Kardinal Sarah: „Zusammenbruch der Liturgie“

Hermeneutik der Diskontinuität und des Bruchs zwischen vor- und nachkonziliarer Kirche muss zurückgewiesen werden.
Erstellt von Radio Vatikan am 13. April 2017 um 10:43 Uhr
Kelch

Vatikan (kathnews/RV/Studi Cattolici). Die Krise, die die Kirche seit etwa fünfzig Jahren durchmacht, hat auch mit einem „Zusammenbruch der Liturgie“ zu tun.
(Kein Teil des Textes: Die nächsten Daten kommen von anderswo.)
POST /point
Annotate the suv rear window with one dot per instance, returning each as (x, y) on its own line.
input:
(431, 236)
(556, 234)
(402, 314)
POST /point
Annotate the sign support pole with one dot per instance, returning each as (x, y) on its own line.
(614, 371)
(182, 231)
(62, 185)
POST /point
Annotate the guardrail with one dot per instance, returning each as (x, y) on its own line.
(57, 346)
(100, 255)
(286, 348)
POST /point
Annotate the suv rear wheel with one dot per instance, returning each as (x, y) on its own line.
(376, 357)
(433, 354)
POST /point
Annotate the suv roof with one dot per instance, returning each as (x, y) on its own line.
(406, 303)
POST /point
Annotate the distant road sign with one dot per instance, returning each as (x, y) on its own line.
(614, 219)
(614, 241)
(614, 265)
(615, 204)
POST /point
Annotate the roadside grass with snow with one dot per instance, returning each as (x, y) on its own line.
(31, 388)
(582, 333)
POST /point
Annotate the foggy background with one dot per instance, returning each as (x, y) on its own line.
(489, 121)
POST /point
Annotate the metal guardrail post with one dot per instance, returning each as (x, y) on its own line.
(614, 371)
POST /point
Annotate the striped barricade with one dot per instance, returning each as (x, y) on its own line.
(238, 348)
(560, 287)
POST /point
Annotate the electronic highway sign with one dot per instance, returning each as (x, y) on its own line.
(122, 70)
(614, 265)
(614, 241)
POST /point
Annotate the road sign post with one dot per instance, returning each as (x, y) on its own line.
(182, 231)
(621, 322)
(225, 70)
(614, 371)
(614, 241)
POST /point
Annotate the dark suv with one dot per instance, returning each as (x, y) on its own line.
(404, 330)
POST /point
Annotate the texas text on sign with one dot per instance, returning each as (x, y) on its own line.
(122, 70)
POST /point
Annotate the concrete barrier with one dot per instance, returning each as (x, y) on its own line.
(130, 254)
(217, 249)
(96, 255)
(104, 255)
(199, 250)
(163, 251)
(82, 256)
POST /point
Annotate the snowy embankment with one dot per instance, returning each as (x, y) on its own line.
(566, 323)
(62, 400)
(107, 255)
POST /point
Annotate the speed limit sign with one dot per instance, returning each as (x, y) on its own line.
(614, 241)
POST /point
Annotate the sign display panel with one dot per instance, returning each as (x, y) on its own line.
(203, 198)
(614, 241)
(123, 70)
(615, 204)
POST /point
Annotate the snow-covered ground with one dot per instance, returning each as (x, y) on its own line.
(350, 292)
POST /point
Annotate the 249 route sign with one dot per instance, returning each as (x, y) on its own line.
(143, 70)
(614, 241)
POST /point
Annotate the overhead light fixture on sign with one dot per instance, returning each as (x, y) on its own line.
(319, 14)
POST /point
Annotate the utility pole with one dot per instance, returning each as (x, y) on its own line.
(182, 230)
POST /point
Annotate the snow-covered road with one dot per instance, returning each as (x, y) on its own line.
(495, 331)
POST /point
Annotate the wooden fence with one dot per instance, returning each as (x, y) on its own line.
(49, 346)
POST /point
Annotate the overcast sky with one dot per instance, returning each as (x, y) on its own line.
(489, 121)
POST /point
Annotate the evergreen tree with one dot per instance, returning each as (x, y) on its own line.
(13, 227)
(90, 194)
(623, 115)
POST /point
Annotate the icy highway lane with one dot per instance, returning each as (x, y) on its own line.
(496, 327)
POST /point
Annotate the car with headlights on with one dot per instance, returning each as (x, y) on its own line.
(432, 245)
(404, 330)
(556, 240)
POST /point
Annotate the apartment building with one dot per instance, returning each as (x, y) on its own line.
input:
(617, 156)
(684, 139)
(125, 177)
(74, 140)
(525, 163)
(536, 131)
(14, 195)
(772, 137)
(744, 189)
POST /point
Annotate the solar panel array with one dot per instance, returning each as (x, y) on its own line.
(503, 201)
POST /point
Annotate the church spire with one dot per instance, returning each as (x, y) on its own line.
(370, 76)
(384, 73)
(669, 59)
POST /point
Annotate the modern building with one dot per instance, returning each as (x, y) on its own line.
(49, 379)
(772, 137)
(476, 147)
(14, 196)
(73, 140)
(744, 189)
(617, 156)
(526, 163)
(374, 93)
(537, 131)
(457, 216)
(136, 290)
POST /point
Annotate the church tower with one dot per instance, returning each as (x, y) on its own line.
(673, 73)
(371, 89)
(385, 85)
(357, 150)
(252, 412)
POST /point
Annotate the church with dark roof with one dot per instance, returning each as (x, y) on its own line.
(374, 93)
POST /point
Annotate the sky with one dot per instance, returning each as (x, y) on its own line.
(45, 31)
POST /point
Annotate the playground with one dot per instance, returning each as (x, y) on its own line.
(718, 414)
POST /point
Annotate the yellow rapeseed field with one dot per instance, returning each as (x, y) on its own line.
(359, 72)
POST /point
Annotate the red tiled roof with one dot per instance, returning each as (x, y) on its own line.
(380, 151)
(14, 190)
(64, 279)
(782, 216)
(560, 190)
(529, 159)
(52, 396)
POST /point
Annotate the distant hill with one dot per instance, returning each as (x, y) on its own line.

Das schreibt der Präfekt der Sakramentenkongregation, Kardinal Robert Sarah, in einem Beitrag für die Aprilnummer der Zeitschrift „Studi Cattolici“. „Die wirkliche Absicht des Konzils bestand nicht darin, eine Reform anzustossen, die zu einem Bruch mit der Tradition führen konnte, sondern die Tradition im tieferen Sinn wiederzufinden und zu bekräftigen“, so der Kardinal.

Sein Aufsatz hat den zehnten Geburtstag des Motu Proprio „Summorum Pontificum“ zum Anlass. In diesem Text erlaubte der damalige Papst Benedikt XVI. 2007 unter Auflagen die Feier der Messe in ihrer vorkonziliaren Form. Benedikt sprach von der „außerordentlichen Form des (einen katholischen) Ritus“.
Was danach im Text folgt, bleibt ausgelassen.